UNLABELED DATASET - UNSUPERVISED LEARNING

The bank statement dataset does not contain ground-truth fraud labels. Therefore, supervised fraud classification is not directly possible on this data. We instead apply unsupervised anomaly detection and pattern discovery, and use LLMs to provide qualitative explanations of suspicious behaviour.

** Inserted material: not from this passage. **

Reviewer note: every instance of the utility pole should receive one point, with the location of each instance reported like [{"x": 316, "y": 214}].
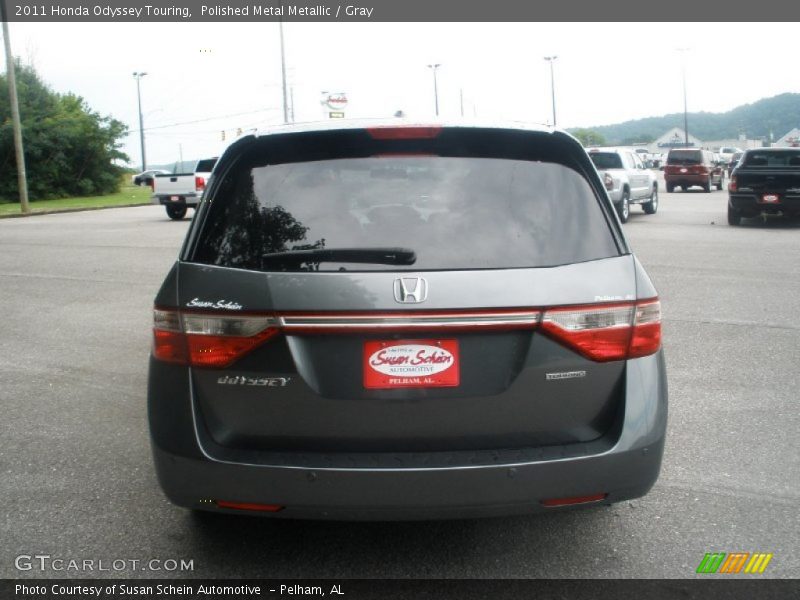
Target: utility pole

For quantitative evaluation using classification metrics, we complement this with labeled open-source datasets.

In [41]:
import pandas as pd
import numpy as np
import matplotlib.pyplot as plt

In [42]:
df = pd.read_excel(r"C:\Users\louis\Downloads\R&D PROJECTS\data\bank.xlsx")

In [43]:
df.head()

Unnamed: 0,Account No,DATE,TRANSACTION DETAILS,CHQ.NO.,VALUE DATE,WITHDRAWAL AMT,DEPOSIT AMT,BALANCE AMT,.
0,409000611074',2017-06-29,TRF FROM Indiaforensic SERVICES,,2017-06-29,,1000000.0,1000000.0,.
1,409000611074',2017-07-05,TRF FROM Indiaforensic SERVICES,,2017-07-05,,1000000.0,2000000.0,.
2,409000611074',2017-07-18,FDRL/INTERNAL FUND TRANSFE,,2017-07-18,,500000.0,2500000.0,.
3,409000611074',2017-08-01,TRF FRM Indiaforensic SERVICES,,2017-08-01,,3000000.0,5500000.0,.
4,409000611074',2017-08-16,FDRL/INTERNAL FUND TRANSFE,,2017-08-16,,500000.0,6000000.0,.


In [44]:
#Clean up the column names
df.columns = [
    "account_no",
    "date",
    "transaction_details",
    "cheque_no",
    "value_date",
    "withdrawal_amt",
    "deposit_amt",
    "balance_amt",
    "drop_col"
]

df.head()

Unnamed: 0,account_no,date,transaction_details,cheque_no,value_date,withdrawal_amt,deposit_amt,balance_amt,drop_col
0,409000611074',2017-06-29,TRF FROM Indiaforensic SERVICES,,2017-06-29,,1000000.0,1000000.0,.
1,409000611074',2017-07-05,TRF FROM Indiaforensic SERVICES,,2017-07-05,,1000000.0,2000000.0,.
2,409000611074',2017-07-18,FDRL/INTERNAL FUND TRANSFE,,2017-07-18,,500000.0,2500000.0,.
3,409000611074',2017-08-01,TRF FRM Indiaforensic SERVICES,,2017-08-01,,3000000.0,5500000.0,.
4,409000611074',2017-08-16,FDRL/INTERNAL FUND TRANSFE,,2017-08-16,,500000.0,6000000.0,.


In [45]:
#Change the date value from string to date_time
df["date"] = pd.to_datetime(df["date"])
df["value_date"] = pd.to_datetime(df["value_date"])
df.head()

Unnamed: 0,account_no,date,transaction_details,cheque_no,value_date,withdrawal_amt,deposit_amt,balance_amt,drop_col
0,409000611074',2017-06-29,TRF FROM Indiaforensic SERVICES,,2017-06-29,,1000000.0,1000000.0,.
1,409000611074',2017-07-05,TRF FROM Indiaforensic SERVICES,,2017-07-05,,1000000.0,2000000.0,.
2,409000611074',2017-07-18,FDRL/INTERNAL FUND TRANSFE,,2017-07-18,,500000.0,2500000.0,.
3,409000611074',2017-08-01,TRF FRM Indiaforensic SERVICES,,2017-08-01,,3000000.0,5500000.0,.
4,409000611074',2017-08-16,FDRL/INTERNAL FUND TRANSFE,,2017-08-16,,500000.0,6000000.0,.


In [46]:
#Clean the narration text (transaction details are messy and inconsistent)
df["transaction_clean"] = (
    df["transaction_details"]
    .astype(str)
    .str.lower()
    .str.replace(r"[^a-z0-9\s]", "", regex=True)
    .str.replace(r"\s+", " ", regex=True)
    .str.strip()
)

# Fix NaN text
df["transaction_clean"] = df["transaction_clean"].replace("nan", "unknown_transaction")
df["transaction_clean"] = df["transaction_clean"].fillna("unknown_transaction")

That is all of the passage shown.